I think its best to keep her off food for now but i always feel mean   Especially if you have others that are eating   Maybe stick with toast my mum always recomends that


----------



## emsy2525

hello ladies

how r u all today x


----------



## sallyanne1

Hi emsy im full of cold   How are you hun??

No news yet from veng ?


----------



## 7sector

Hi allybee  so sorry to hear about your afternoon. i really feel for me and my dh not getting on well so that is stressing plus im back to work in 2 weeks after year off and dont want to go.

to put a pic on hun veng told me how to do it use a program called tiny pic hun its so easy.

regards to feding when sick we all had sickess and diarohea bug not long ago my hv said if nico wants food let him have it if not just make sure he drinks weather it be his milk or water but advicably not juice. hope this helps you a little you will have to give me your mobile number hun.

hope littleone gets better.

jeanette


----------



## veng

thanks Hayley you are so nice   im not going to have ET thur  as im high risk of OHSS im to have them frozen i had 42 follies and 36 eggs total so 18 for me iam happy but still diappointed ,so i guess im back on the waitng game for AF so i can have FET


----------



## Just a girl

Veng - Hold in there sweetie , Will this affect if DP can be with you or not as I remember that you were trying to fit your tx in with DP being in the country? x x x


----------



## veng

they will call tomorrow to say how many out of my 18 have fertilised then freeze them so i guess if hubby deploys DEC its OK as we have his good stuff


----------



## Just a girl

Veng - That's the way to look at it    , 
Did they say what time they will be ringing you tomorrow?  Well more good luck wishes for you then that lots of your eggies get down and dirty tonight with hubbies good stuff and are all embies tomorrow    x x x


----------



## sallyanne1

Veng i posted on the other thread for you hun.

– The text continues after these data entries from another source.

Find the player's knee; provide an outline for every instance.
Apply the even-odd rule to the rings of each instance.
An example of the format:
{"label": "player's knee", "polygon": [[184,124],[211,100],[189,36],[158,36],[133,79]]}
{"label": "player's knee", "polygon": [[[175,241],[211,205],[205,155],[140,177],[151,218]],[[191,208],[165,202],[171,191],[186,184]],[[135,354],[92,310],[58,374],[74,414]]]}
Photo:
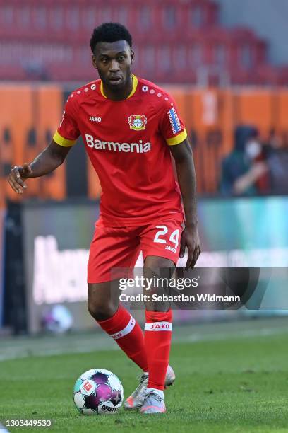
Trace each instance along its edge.
{"label": "player's knee", "polygon": [[166,269],[173,267],[174,262],[164,257],[148,256],[145,260],[145,267],[151,269]]}
{"label": "player's knee", "polygon": [[117,306],[112,302],[100,302],[93,299],[88,299],[88,309],[96,321],[105,321],[112,317],[117,310]]}

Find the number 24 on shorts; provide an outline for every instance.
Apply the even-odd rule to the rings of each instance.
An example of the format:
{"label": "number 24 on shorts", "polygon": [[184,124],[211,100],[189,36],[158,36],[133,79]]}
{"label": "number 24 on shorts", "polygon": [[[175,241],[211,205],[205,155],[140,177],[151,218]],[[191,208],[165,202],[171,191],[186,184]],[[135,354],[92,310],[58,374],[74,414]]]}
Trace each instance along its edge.
{"label": "number 24 on shorts", "polygon": [[[159,230],[159,231],[156,233],[153,242],[167,243],[166,239],[163,239],[163,236],[165,236],[165,235],[168,233],[167,227],[166,226],[156,226],[156,229],[161,229],[161,230]],[[176,229],[176,230],[174,230],[173,233],[171,233],[169,240],[172,243],[175,245],[175,249],[176,250],[179,241],[179,229]]]}

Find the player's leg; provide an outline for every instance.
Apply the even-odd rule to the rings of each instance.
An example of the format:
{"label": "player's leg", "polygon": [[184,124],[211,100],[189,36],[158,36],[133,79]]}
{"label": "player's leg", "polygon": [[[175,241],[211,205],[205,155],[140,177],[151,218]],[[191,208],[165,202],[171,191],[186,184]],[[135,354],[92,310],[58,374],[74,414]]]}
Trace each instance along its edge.
{"label": "player's leg", "polygon": [[[165,281],[170,279],[174,268],[174,263],[162,257],[148,256],[144,262],[145,281],[149,279],[155,284],[143,289],[150,300],[145,301],[145,345],[149,378],[146,398],[141,408],[143,413],[161,413],[166,410],[164,388],[170,353],[172,312],[168,301],[154,301],[152,296],[168,294]],[[161,284],[157,284],[158,279]]]}
{"label": "player's leg", "polygon": [[150,226],[142,233],[143,275],[153,282],[149,288],[144,288],[145,294],[149,295],[145,302],[145,326],[149,379],[143,413],[165,410],[163,390],[169,364],[172,313],[168,301],[155,301],[153,295],[169,294],[165,282],[172,277],[179,258],[181,231],[181,221],[167,220]]}
{"label": "player's leg", "polygon": [[148,371],[143,333],[138,323],[119,303],[119,281],[88,284],[88,311],[100,326],[140,366]]}
{"label": "player's leg", "polygon": [[[143,371],[148,371],[143,333],[130,313],[119,303],[117,275],[113,269],[129,267],[139,248],[129,232],[121,229],[96,227],[88,267],[88,311],[100,326]],[[133,241],[134,239],[134,241]],[[120,272],[120,271],[119,271]],[[118,275],[121,277],[123,275]]]}

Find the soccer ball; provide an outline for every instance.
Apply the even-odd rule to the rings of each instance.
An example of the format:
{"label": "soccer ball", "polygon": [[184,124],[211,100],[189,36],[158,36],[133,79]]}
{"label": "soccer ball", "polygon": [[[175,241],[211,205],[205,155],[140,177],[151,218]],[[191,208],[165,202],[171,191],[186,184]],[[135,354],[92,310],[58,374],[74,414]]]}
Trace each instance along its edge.
{"label": "soccer ball", "polygon": [[116,413],[123,399],[122,383],[114,373],[104,369],[85,371],[74,386],[74,403],[83,415]]}

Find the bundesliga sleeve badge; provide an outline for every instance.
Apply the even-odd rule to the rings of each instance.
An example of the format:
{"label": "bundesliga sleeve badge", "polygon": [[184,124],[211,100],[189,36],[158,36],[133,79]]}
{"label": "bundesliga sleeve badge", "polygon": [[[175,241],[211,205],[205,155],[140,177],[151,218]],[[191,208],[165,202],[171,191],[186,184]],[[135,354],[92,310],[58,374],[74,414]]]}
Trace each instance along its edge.
{"label": "bundesliga sleeve badge", "polygon": [[128,122],[131,129],[141,131],[145,129],[147,124],[147,117],[144,115],[131,115],[128,117]]}

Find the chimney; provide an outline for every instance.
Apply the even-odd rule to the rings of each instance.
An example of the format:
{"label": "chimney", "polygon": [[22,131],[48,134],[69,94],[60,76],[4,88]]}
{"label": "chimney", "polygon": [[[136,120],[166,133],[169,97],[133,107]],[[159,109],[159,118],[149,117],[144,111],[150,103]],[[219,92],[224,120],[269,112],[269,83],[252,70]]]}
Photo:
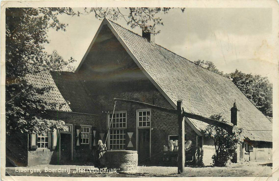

The worst wait is waiting for that call hun      I would love to have seen your recips face when she heard how many you had given her


----------



## veng

after 2.30


----------



## veng

yes i agree sally she must be over the moon


----------



## Just a girl

Do any of you know how long it is before you can find our if your recipient got a bfp or not, I realise Jade did quite early but for some reason I got in my head you got to wait a year (or did I make that up?)


----------



## vikki75

veng - congrat on 36 eggies thats the same as me hun an i ended up having FET too good luck hunnie xxx
jag hunnie i found out straight away hun x


----------



## Just a girl

Cheers Vik x


----------



## KellyG

OMG girls i had to read 4 pages and i dont think i took it all in  

Veng thats fab news about your eggs, but sorry you have to wait again, isnt water suppose to help for OHSS?? are they gonna check you again or is that it and have to wait for fet??

Jade i got a doppler, cant hear anything yet and im just about ready to thro it across the room, cos all i can here is my heartbeat then my breathing so i hold my breath then my heart goes faster and then i just   and then give up  

Lou What did bubbas heart go like was it mad to hear, was the first time? 

Sally that pic is gorgeous hun, go get the bf and make him sit and watch corrie with you  

Hayley I thought it was a year too im sure it said in one of the forms, maybe we both dreamt it 

Emsy how you doing sweetie pie??

Helloooo to the other ladies, im a bit dull and will catch up with you soon..

I think i felt my fat bubbas moving last night, i called mike and we were watching my belly but it was like butterflies, and again today


----------



## emsy2525

hey kel

feeling much more positive today...booked myself in for arometherapy massage tomorrow wich im looking forward to 

how xciting bt lil ones  was it strange.

emsy xx


----------



## KellyG

OO emsy that sounds fab make sure you relax then woman!! are you having all over or back and head??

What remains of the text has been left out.